What is the correct way of computing a grad penalty using AMP?

ayalaa2 · September 10, 2020, 5:53pm

I’m converting my distributed code to work with PyTorch’s AMP, but I have confusion on how I should compute my grad penalty as part of my WGAN-GP loss. I have referred to the documentation on this matter but I believe my use case is slightly different.

Here’s my code on computing the grad penalty:

out = discrim(sample)

gradients = torch.autograd.grad(inputs=sample, outputs=out,
    grad_outputs=torch.ones(out.shape).to(sample.device),
    create_graph=True, retain_graph=True, only_inputs=True)[0]

You may assume that sample is a tensor yielded by my generator and out is a N x 1 tensor. I’ll start off with saying that this code works without amp, but I’m just confused on how I’m suppose to use amp with this. This is what I’m currently trying:

with autocast(False):
    sample = scaler.scale(sample)
    out = discrim(sample)

    gradients = torch.autograd.grad(inputs=sample, outputs=out,
        grad_outputs=torch.ones(out.shape).to(sample.device),
        create_graph=True, retain_graph=True, only_inputs=True)[0]
    gradients = gradients / scaler.get_scale()

Note that sample was computed under autocast(True), but I’m not sure if this matters. This seems to work, but I think I want to compute out under the mixed precision context to be faster. This seems to be slow atm.

This my second attempt at the problem:

with autocast(True):
    out = discrim(x=sample)

    with autocast(False):
        sample = scaler.scale(sample)
        out = scaler.scale(out)

        gradients = torch.autograd.grad(inputs=sample, outputs=out,
            grad_outputs=torch.ones(out.shape).to(sample.device),
            create_graph=True, retain_graph=True, only_inputs=True)[0]

        gradients = gradients / scaler.get_scale()

But I get this error on autograd: One of the differentiated Tensors appears to not have been used in the graph. I’m not really sure on what’s the proper way of doing this. Any help is greatly appreciated!

mcarilli · September 13, 2020, 11:00pm

I don’t believe your use case is different from what’s shown in the docs, aside from more explicit kwargs and outputs being a Tensor with (presumably) more than one element. Perhaps, instead of

To implement a gradient penalty with gradient scaling, the loss passed to torch.autograd.grad() should be scaled.

the docs should say

To implement a gradient penalty with gradient scaling, the outputs Tensor(s) passed to torch.autograd.grad() should be scaled.

Try

with autocast():
    out = discrim(sample)

gradients = torch.autograd.grad(outputs=scaler.scale(out), inputs=sample,
    grad_outputs=torch.ones(out.shape, device=sample.device),
    create_graph=True, retain_graph=True, only_inputs=True)[0]
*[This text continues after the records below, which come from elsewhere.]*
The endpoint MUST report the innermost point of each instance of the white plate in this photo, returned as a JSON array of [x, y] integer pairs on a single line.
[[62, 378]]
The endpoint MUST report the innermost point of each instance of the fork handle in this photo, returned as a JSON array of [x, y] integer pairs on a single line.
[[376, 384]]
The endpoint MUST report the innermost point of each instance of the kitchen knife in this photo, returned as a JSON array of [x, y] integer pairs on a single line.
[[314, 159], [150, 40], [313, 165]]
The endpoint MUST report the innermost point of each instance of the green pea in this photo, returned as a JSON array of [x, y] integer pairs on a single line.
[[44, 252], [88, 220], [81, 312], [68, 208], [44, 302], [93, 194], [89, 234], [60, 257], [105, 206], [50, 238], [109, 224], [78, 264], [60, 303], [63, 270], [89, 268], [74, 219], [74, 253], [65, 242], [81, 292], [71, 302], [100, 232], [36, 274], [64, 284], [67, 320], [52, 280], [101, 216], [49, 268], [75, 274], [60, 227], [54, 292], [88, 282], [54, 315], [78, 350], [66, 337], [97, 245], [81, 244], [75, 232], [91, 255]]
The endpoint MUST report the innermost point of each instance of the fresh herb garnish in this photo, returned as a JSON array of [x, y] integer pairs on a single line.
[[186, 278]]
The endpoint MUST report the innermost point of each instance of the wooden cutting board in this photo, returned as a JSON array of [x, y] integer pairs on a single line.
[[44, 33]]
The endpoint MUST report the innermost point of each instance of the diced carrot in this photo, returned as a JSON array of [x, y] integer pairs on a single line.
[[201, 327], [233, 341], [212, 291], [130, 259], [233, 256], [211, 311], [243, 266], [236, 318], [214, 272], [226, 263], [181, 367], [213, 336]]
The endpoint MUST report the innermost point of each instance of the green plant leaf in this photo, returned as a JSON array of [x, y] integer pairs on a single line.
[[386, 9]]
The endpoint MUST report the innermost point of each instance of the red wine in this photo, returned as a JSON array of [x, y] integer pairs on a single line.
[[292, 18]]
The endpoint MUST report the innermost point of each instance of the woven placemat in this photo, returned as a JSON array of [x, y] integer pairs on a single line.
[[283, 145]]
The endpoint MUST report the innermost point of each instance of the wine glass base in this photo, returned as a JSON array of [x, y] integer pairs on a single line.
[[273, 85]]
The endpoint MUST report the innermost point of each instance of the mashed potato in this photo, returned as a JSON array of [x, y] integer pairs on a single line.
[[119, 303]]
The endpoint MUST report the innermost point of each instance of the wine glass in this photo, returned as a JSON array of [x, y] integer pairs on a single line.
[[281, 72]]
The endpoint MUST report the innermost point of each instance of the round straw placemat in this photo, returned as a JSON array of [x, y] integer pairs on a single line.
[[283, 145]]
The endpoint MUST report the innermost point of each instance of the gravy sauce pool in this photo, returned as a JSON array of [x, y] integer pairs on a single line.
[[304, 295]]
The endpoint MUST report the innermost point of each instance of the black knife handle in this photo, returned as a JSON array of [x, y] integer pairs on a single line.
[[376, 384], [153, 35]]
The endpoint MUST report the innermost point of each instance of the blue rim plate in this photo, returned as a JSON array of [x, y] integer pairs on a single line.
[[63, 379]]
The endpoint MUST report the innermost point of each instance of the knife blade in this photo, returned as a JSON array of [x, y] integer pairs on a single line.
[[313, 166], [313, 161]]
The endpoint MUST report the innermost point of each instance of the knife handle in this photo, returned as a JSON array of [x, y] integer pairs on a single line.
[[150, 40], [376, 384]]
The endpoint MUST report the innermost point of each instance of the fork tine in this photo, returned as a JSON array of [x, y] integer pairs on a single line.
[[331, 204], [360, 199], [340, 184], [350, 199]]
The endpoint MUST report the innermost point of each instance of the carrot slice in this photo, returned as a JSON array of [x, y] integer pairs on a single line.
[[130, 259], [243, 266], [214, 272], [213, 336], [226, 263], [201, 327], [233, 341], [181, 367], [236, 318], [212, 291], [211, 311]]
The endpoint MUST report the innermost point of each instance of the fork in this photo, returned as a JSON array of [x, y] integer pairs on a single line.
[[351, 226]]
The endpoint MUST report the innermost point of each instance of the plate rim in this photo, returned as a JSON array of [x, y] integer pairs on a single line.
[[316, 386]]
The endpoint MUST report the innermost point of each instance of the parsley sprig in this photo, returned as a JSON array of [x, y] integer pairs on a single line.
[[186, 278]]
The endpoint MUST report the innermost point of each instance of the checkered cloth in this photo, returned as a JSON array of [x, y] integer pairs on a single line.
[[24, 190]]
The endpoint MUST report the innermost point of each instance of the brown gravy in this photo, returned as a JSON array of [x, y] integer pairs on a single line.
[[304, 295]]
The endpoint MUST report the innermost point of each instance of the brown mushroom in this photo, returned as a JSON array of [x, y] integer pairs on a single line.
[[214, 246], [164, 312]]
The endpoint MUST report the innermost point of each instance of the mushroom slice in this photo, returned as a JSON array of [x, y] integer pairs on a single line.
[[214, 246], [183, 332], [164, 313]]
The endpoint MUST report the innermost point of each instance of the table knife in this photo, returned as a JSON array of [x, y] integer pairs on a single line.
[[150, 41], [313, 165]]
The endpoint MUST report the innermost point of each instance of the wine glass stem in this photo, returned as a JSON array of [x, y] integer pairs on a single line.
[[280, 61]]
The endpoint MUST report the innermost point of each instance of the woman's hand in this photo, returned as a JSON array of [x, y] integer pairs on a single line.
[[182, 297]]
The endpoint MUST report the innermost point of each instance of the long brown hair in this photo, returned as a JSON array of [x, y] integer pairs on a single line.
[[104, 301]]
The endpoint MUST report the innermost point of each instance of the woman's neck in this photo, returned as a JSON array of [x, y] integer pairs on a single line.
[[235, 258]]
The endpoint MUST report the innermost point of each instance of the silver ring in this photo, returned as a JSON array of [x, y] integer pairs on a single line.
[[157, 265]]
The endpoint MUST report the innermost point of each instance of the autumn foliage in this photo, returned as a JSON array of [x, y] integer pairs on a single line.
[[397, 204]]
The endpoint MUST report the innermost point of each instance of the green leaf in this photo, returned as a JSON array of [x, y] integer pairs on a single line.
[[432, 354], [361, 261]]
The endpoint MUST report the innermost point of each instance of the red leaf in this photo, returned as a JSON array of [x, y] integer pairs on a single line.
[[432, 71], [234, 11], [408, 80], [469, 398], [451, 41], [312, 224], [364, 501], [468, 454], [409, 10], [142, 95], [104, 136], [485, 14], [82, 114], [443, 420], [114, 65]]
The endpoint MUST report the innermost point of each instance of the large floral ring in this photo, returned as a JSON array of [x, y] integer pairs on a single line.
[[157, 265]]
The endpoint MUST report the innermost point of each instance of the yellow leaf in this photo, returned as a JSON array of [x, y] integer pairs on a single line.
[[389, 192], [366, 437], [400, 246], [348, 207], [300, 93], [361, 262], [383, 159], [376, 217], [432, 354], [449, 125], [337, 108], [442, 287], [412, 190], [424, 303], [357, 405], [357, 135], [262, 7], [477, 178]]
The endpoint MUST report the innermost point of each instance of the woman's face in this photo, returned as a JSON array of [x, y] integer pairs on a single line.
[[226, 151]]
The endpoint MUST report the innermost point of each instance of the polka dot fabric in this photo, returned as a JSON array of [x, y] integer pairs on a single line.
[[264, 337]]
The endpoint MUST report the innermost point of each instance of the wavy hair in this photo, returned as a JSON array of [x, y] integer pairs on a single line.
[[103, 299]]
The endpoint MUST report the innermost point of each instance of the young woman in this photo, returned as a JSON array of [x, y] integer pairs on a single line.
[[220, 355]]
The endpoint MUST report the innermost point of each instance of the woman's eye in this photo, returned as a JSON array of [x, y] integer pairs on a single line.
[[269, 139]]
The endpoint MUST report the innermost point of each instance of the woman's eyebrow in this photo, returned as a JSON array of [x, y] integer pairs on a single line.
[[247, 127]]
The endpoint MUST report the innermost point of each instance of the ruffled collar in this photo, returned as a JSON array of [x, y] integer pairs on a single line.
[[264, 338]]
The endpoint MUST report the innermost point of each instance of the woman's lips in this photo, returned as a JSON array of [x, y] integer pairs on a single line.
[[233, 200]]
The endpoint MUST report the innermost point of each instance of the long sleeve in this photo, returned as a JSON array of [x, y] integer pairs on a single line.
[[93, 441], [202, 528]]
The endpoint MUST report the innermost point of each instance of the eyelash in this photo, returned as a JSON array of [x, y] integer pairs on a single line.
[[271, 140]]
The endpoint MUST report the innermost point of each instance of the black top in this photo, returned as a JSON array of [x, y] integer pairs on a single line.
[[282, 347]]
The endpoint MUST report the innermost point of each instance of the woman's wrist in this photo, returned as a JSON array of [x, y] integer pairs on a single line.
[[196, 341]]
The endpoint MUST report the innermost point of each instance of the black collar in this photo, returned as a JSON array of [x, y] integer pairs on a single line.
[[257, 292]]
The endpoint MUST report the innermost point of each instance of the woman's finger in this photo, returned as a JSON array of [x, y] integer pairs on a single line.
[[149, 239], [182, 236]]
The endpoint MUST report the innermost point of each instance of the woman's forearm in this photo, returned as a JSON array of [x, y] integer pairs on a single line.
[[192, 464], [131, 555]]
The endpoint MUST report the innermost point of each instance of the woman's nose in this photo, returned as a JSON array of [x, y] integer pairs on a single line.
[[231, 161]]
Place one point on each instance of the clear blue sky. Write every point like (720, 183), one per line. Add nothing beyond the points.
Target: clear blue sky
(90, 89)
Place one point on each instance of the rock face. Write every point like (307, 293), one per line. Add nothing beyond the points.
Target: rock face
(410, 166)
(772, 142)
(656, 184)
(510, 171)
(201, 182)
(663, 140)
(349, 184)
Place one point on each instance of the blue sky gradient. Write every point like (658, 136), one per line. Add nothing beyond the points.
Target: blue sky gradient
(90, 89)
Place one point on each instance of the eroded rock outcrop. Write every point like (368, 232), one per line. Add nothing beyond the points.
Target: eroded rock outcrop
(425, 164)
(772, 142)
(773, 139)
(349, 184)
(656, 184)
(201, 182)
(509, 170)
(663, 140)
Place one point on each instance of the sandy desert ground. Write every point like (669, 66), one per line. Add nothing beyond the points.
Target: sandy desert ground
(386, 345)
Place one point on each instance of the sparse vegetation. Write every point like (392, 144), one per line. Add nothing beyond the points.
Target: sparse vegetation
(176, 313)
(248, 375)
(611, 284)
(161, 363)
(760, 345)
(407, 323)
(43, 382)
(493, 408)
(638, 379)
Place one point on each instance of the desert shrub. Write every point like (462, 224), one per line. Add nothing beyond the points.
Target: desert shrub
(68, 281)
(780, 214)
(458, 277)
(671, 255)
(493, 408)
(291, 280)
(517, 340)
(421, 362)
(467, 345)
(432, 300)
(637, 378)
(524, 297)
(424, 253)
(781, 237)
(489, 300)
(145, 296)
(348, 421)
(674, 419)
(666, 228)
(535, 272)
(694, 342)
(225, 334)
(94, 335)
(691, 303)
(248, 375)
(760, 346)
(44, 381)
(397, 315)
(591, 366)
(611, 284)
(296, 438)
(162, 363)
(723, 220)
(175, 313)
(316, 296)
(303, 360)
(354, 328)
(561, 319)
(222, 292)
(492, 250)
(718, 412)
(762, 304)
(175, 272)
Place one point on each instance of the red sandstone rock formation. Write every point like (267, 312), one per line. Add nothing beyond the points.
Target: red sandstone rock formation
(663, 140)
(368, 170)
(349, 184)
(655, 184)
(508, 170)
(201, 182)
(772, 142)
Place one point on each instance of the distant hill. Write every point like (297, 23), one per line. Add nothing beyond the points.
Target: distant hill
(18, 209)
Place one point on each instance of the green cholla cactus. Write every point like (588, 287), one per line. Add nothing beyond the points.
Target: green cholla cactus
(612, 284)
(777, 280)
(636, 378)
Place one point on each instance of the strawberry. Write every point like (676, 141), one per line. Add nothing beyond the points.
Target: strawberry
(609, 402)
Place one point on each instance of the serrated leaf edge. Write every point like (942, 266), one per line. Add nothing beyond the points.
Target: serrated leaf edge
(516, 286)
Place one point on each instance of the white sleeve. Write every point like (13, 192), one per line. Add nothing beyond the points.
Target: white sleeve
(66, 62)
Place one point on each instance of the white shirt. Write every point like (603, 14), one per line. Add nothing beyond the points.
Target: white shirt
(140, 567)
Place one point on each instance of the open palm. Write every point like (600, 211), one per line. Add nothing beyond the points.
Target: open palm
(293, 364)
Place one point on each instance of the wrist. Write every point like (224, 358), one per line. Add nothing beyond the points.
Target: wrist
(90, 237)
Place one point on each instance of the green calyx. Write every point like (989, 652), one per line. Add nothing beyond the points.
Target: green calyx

# proceed as shown in the docs

# if gradients is a Tensor
gradients = gradients / scaler.get_scale()
# if gradients is a tuple
inv_scale = 1./scaler.get_scale()
gradients = [p * inv_scale for p in gradients]

with autocast():
    # compute penalty term from gradients
    # add to loss if needed

scaler.scale(<loss or penalty>).backward()

If that works I will update docs as described above.

FYI in grad, retain_graph defaults to the value of create_graph and only_inputs defaults to True so these kwargs are not needed. Also, I changed
torch.ones(out.shape).to(sample.device) to torch.ones(out.shape, device=sample.device) which synthesizes grad_outputs directly on the device, avoids an expensive CPU->GPU copy, and is good practice regardless of Amp.

ayalaa2 · September 14, 2020, 8:40pm

Thank you for the reply!

I’ve implemented the suggestion you made and it all appears to be working. With your comment and cross-referencing with the docs, it makes much more sense on what’s happening now. Thank you also for the additional comments, I didn’t realize the to(...) had that problem and I made that change.

I do agree that if the docs listed it as the output tensors that this would make more sense for newcomers in the future.